From 646635c262c4b9215113fefc4fa2292d6e28c35f Mon Sep 17 00:00:00 2001
From: Ninym <lf.law@icloud.com>
Date: Fri, 17 Apr 2026 08:11:32 +0200
Subject: [PATCH] fix(menubar): sanitize SwiftBar labels via allowlist

Replaces any character outside [A-Za-z0-9 ._/-] with ? in model and
category labels and truncates to 14 chars before padEnd. Closes the
MEDIUM-2 finding from the 2026-04-16 audit: an attacker-controlled
JSONL with a crafted model name no longer injects SwiftBar directives
or ANSI escapes.
---
 src/menubar.ts | 26 ++++++++++++++++++--------
 1 file changed, 18 insertions(+), 8 deletions(-)

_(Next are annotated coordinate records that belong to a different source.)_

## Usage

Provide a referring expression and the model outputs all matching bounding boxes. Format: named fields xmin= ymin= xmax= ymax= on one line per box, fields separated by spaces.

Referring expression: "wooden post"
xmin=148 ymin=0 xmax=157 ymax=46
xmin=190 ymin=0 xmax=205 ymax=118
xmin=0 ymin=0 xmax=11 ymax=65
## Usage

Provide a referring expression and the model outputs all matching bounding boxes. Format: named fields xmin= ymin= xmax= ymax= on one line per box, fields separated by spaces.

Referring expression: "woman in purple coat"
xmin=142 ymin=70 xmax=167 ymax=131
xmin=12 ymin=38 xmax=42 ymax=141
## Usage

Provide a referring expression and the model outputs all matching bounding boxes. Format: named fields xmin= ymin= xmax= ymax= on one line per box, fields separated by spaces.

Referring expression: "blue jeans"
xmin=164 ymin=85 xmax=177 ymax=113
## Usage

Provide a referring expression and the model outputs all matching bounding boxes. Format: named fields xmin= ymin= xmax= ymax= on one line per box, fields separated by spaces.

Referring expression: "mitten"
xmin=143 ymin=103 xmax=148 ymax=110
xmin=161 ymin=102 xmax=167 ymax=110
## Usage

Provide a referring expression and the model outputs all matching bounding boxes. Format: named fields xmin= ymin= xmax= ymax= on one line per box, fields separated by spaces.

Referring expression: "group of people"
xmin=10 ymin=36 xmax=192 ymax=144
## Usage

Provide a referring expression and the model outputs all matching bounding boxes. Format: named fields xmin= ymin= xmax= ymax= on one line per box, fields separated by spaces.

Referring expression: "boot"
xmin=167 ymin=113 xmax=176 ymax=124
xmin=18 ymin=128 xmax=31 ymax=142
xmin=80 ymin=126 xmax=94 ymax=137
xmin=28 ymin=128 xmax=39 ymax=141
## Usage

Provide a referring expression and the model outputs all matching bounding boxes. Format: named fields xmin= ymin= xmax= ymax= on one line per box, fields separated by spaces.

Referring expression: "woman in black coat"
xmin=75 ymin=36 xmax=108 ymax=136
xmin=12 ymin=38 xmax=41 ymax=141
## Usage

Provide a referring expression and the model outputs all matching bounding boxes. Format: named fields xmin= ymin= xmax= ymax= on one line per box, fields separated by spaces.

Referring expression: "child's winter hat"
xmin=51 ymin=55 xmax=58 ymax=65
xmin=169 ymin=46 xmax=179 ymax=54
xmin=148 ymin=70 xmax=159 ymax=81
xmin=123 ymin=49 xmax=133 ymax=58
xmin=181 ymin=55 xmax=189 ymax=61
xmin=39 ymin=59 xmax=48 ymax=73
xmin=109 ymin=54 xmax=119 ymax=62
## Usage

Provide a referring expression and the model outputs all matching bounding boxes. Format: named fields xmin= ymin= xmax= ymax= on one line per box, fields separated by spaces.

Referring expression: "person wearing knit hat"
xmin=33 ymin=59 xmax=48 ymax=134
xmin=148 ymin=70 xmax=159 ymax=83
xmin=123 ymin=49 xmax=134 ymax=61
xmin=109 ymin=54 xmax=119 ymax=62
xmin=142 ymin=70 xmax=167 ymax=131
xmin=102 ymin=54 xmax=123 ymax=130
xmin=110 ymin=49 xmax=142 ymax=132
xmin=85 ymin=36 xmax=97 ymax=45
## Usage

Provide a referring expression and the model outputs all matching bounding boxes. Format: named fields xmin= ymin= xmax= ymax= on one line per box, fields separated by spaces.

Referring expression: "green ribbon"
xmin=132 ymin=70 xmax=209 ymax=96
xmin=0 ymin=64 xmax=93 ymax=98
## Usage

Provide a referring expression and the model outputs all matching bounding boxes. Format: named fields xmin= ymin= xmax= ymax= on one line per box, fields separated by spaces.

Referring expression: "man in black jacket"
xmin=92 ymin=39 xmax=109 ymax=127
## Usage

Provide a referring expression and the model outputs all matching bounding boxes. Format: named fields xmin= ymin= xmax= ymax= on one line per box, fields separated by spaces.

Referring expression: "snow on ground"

diff --git a/src/menubar.ts b/src/menubar.ts
index a5abb5d..51d7e41 100644
--- a/src/menubar.ts
+++ b/src/menubar.ts
@@ -10,6 +10,16 @@ const PLUGIN_REFRESH = '5m'
 const SWIFTBAR_PREFERENCES_DOMAIN = 'com.ameba.SwiftBar'
 const SWIFTBAR_PLUGIN_DIRECTORY_KEY = 'PluginDirectory'
 
+const MENUBAR_LABEL_MAX_LENGTH = 14
+const MENUBAR_LABEL_ALLOWLIST = /[^A-Za-z0-9 ._/-]/g
+
+// SwiftBar/xbar parse `|` as the metadata separator and interpret ANSI escapes
+// on some paths. Replace anything outside a conservative allowlist with `?`
+// and truncate before padEnd.
+function sanitizeMenubarLabel(name: string): string {
+  return name.replace(MENUBAR_LABEL_ALLOWLIST, '?').slice(0, MENUBAR_LABEL_MAX_LENGTH)
+}
+
 function getSwiftBarPluginDir(): string {
   return join(homedir(), 'Library', 'Application Support', 'SwiftBar', 'plugins')
 }
@@ -138,7 +148,7 @@ export function renderMenubarFormat(
   lines.push(`Activity - Today | size=12 color=#FF8C42`)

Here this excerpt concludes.